Written by Ellen Glover
Published on Dec. 02, 2021
AdeptID Takes on the Labor Shortage With a $3.5M Seed
Boston-based AdeptID raised $3.5M seed
AdeptID co-founders Brian DeAngelis and Fernando Rodriguez-Villa | Photo: AdeptID / Linkedin

AdeptID, a Boston startup working to fill gaps in the labor market using AI, has raised $3.5 million in seed funding led by Zeal Capital Partners. The money will be used to accelerate software development and scale the distribution of its API, which is tackling one of the biggest pandemic-related challenges today — labor shortages. 

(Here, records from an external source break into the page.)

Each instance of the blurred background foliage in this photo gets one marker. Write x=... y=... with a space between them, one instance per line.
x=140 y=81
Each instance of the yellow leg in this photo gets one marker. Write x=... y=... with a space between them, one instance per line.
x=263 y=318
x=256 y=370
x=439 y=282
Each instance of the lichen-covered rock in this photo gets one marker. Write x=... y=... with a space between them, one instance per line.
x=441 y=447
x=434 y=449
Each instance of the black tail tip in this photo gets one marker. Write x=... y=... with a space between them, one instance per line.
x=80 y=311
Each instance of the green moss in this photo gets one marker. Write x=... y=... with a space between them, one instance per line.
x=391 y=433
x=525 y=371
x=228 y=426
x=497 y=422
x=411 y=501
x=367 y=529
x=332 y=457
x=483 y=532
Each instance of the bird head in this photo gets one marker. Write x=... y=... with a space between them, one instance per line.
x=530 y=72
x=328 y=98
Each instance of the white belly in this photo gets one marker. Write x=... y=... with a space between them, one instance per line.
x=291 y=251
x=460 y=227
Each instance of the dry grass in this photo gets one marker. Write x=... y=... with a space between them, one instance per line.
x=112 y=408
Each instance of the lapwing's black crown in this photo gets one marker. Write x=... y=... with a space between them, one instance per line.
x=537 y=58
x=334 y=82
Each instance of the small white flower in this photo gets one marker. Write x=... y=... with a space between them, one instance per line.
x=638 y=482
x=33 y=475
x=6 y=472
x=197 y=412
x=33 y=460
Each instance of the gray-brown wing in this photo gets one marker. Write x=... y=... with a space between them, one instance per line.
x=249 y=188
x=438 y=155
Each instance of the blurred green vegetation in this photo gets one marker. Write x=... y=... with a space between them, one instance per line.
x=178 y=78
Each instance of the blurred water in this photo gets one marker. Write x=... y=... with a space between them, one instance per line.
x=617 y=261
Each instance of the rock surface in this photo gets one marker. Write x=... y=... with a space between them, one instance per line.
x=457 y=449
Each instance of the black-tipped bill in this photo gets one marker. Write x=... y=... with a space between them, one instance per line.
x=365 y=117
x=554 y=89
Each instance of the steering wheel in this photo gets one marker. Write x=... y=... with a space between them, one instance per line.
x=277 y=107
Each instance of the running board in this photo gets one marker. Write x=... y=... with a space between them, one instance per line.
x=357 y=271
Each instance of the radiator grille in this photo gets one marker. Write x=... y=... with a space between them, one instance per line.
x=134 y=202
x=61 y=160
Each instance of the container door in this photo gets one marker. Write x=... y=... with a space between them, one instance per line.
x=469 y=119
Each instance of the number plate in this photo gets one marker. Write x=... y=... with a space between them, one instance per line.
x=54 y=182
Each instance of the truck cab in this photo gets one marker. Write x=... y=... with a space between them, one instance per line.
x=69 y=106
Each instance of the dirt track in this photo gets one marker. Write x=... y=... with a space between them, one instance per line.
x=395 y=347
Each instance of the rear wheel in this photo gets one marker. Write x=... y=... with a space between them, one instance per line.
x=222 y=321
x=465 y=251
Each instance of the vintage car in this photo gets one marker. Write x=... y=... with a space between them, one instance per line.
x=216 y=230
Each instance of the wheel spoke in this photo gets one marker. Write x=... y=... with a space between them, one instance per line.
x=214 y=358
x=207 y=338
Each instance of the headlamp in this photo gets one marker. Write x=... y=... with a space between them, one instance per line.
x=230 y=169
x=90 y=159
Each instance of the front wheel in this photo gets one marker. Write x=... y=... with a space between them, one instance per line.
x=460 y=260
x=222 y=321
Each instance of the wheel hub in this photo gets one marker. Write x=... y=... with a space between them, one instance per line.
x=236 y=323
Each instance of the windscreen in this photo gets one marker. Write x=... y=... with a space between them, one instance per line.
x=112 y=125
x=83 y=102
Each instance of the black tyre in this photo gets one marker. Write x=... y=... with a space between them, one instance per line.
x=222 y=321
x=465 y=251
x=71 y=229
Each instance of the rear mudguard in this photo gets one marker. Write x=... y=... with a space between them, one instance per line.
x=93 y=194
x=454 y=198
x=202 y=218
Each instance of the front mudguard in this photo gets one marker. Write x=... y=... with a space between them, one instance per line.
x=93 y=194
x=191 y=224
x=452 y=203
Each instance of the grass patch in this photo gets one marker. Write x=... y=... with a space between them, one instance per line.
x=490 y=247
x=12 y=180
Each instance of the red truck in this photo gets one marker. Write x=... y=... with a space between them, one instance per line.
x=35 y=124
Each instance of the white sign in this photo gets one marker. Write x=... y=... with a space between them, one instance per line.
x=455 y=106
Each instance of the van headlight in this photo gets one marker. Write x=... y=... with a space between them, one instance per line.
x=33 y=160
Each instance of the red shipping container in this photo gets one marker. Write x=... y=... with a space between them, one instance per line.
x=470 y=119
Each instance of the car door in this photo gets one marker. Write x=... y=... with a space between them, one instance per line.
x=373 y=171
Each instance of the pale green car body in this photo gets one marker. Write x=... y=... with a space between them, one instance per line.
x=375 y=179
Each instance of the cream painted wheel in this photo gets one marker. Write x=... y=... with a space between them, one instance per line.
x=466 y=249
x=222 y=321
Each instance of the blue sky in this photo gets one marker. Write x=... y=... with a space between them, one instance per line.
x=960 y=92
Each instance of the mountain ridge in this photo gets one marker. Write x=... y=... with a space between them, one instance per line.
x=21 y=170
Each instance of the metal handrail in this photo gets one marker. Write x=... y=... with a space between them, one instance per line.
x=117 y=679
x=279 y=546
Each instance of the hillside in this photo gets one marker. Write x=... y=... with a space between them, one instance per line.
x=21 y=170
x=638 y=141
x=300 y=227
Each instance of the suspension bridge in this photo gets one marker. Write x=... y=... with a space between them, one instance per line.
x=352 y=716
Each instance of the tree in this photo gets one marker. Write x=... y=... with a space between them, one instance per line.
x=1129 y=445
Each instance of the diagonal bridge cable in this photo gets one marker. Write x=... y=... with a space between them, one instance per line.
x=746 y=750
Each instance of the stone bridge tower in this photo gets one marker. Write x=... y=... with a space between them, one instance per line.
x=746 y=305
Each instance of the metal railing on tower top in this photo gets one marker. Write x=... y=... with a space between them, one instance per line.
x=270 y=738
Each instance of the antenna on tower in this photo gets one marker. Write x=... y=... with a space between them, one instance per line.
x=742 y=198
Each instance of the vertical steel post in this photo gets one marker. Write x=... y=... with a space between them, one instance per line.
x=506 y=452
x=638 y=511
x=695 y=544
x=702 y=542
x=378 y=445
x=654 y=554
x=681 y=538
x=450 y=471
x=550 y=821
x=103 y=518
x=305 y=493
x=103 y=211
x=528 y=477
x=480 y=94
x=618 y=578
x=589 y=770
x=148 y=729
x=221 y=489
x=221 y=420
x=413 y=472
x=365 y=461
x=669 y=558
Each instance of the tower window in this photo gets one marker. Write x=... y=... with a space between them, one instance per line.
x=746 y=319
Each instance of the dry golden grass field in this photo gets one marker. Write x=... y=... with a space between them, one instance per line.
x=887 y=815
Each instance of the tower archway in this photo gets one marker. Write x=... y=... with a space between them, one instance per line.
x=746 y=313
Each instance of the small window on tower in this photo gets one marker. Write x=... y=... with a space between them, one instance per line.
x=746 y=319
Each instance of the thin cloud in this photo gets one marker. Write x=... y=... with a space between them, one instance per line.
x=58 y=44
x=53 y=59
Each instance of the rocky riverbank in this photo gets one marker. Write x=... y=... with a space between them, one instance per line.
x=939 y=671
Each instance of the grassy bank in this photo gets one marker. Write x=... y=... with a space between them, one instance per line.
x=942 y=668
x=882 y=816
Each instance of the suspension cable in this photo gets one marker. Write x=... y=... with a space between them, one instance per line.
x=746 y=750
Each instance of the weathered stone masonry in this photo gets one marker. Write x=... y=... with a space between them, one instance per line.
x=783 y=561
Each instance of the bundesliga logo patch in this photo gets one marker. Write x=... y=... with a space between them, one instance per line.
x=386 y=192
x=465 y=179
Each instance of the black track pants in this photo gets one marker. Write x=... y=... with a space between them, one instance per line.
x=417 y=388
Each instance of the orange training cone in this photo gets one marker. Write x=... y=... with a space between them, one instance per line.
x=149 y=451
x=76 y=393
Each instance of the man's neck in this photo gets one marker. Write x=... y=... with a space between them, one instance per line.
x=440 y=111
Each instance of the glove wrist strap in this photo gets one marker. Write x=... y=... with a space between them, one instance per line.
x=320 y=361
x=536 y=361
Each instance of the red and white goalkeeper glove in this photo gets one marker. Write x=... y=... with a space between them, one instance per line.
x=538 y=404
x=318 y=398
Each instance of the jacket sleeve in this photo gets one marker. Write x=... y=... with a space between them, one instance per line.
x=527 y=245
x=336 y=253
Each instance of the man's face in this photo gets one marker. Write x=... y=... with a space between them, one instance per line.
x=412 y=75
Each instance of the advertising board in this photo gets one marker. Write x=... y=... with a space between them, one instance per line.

While the startup was launched just a few months ago, the problem it aims to solve certainly isn’t new. In fact, co-founder and CEO Fernando Rodriguez-Villa says poor talent matching costs the workforce ecosystem more than $1.3 trillion annually. And the solutions so far just haven’t been cutting it.

“While skills-based matching and technology isn’t a new idea, it has historically been hard to use, siloed and way too expensive,” Rodriguez-Villa said in a statement. “We see a massive opportunity to improve outcomes for both those in the workforce looking to improve their economic mobility as well as employers struggling to fill roles in growth areas like allied health, IT and renewable energy.”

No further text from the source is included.